Ma couleur, mon genre
« Il est temps d’oser les cheveux rouges pour un look glamour, sexy et résolument rock ! » recommandait Grazia, en 2016. « Il n’y a pas que les personnes aux looks gothiques qui peuvent porter des cheveux violets », rassurait Femme actuelle, en février 2017. « On peut tout à fait être ultra-féminine et avoir une coloration verte », insistait Get-the-look.fr, un mois plus tard. Il semble loin le temps où parer sa tignasse des couleurs de l’arc-en-ciel équivalait à une déclaration de guerre façon « société, tu m’auras pas ». Plus un prof pour tiquer sur les mèches grises d’une collégienne, plus une grand-mère pour s’émouvoir des reflets mauves dans les tresses de sa descendance… Et d’ailleurs, plus grand monde non plus pour revendiquer un fuck au système par la révolution capillaire !
Pour Hubert Artus, auteur du livre Pop Corner * (et collaborateur de Causette), si les punks sont bien les premiers à avoir franchi le Rubicon de la couleur acidulée dans les années 1970, notre époque s’inspire plutôt « des années 1980, ultra colorées et tout en paillettes ». Bien loin des contestations sociales chères à nos amis keupon. « Pour moi, se colorer les cheveux dans des teintes insolites aujourd’hui, c’est ce qui se fait de plus politiquement correct, car la télé est remplie de gens tatoués, piercés et aux cheveux colorés, analyse Hubert Artus. On ne transgresse plus avec sa couleur de cheveux, on suit la mode. » On suit les Rihanna, les Katy Perry, les footballeurs ou les pop stars japonaises qui osent toutes les extravagances capillaires. Mais plus simplement, on suit ses envies. Pierre-Jean s’est, « sur un coup de tête », décidé pour des cheveux bleus, qui ont rapidement tourné au vert. « C’est un truc à tester au moins une fois dans
Gsa vie, s’amuse ce vingtenaire qui travaille dans le multimédia. Durant ces mois verts, j’ai eu l’impression que cette couleur symbole de calme influençait inconsciemment mes rapports avec les gens. Ils avaient l’air plus apaisés et plus sympas à mon égard. »
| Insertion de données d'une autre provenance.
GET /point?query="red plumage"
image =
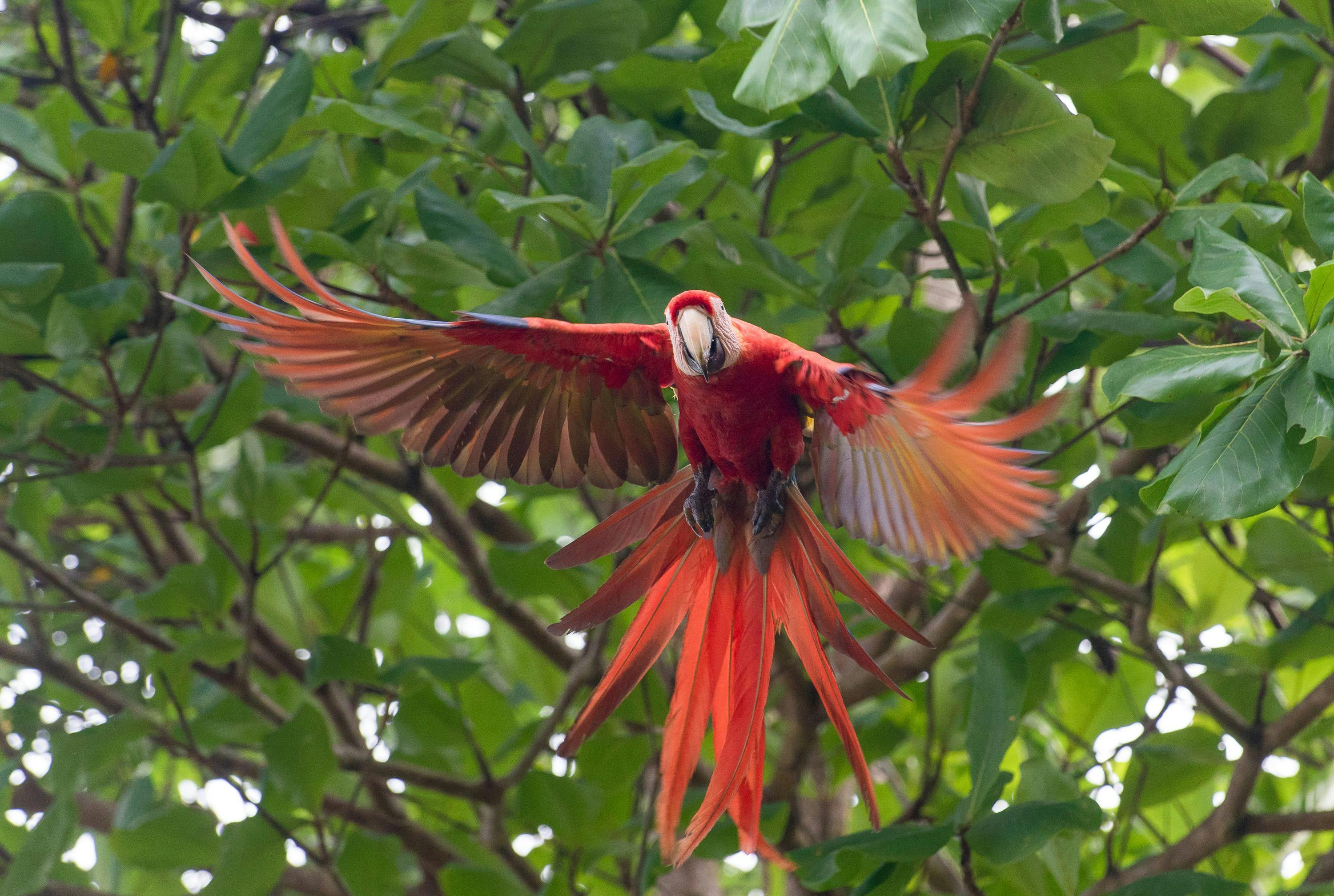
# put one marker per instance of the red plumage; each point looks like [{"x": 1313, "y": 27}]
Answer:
[{"x": 545, "y": 400}]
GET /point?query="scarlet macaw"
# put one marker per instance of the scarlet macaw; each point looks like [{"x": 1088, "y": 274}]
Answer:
[{"x": 727, "y": 544}]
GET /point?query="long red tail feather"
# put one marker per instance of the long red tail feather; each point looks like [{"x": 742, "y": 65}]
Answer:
[{"x": 731, "y": 614}]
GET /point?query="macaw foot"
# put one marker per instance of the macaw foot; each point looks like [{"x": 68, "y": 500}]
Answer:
[
  {"x": 699, "y": 504},
  {"x": 770, "y": 504}
]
Et si les cheveux colorés de 2018 combinaient affirmation de soi et messages véhiculés, l’air de rien ? Et souvent, une réflexion en douceur sur le genre. Les cheveux roses de Cédric, blogueur qui déconstruit les clichés sur la masculinité sur Le Mecxpliqueur, sont « une façon de montrer au monde comment [il se] sent à l’intérieur, c’est-à-dire pas tout à fait viril, pas tout à fait classiquement masculin », a-t-il expliqué au podcast Les Couilles sur la table. C’est ce même type de réflexion qui a poussé Yasmina, élève danseuse, à orner ses courtes boucles d’un violet devenu bleu. Une manière de s’afficher « à la fois féminine et masculine ». Sans qu’elle l’ait anticipé, ses cheveux bleus se font aussi l’étendard d’une certaine liberté. Il y a quelques semaines, la petite fille d’une famille syrienne, à qui elle donne régulièrement de l’argent dans le métro, a ouvert de grands yeux quand elle a entendu Yasmina lui parler en arabe. « Mais tu es arabe, toi qui as les cheveux bleus ? – Eh ouais ! » lui a-t-elle rétorqué avec un grand sourire. Finalement, « les seuls pour qui ça a été punk, dit-elle en riant, ça a été mes parents. Ma mère a exigé que je me teigne de nouveau dans une couleur “neutre”, mais je n’ai pas cédé. Cette couleur, je ne peux pas la cacher, parce que c’est vraiment moi. »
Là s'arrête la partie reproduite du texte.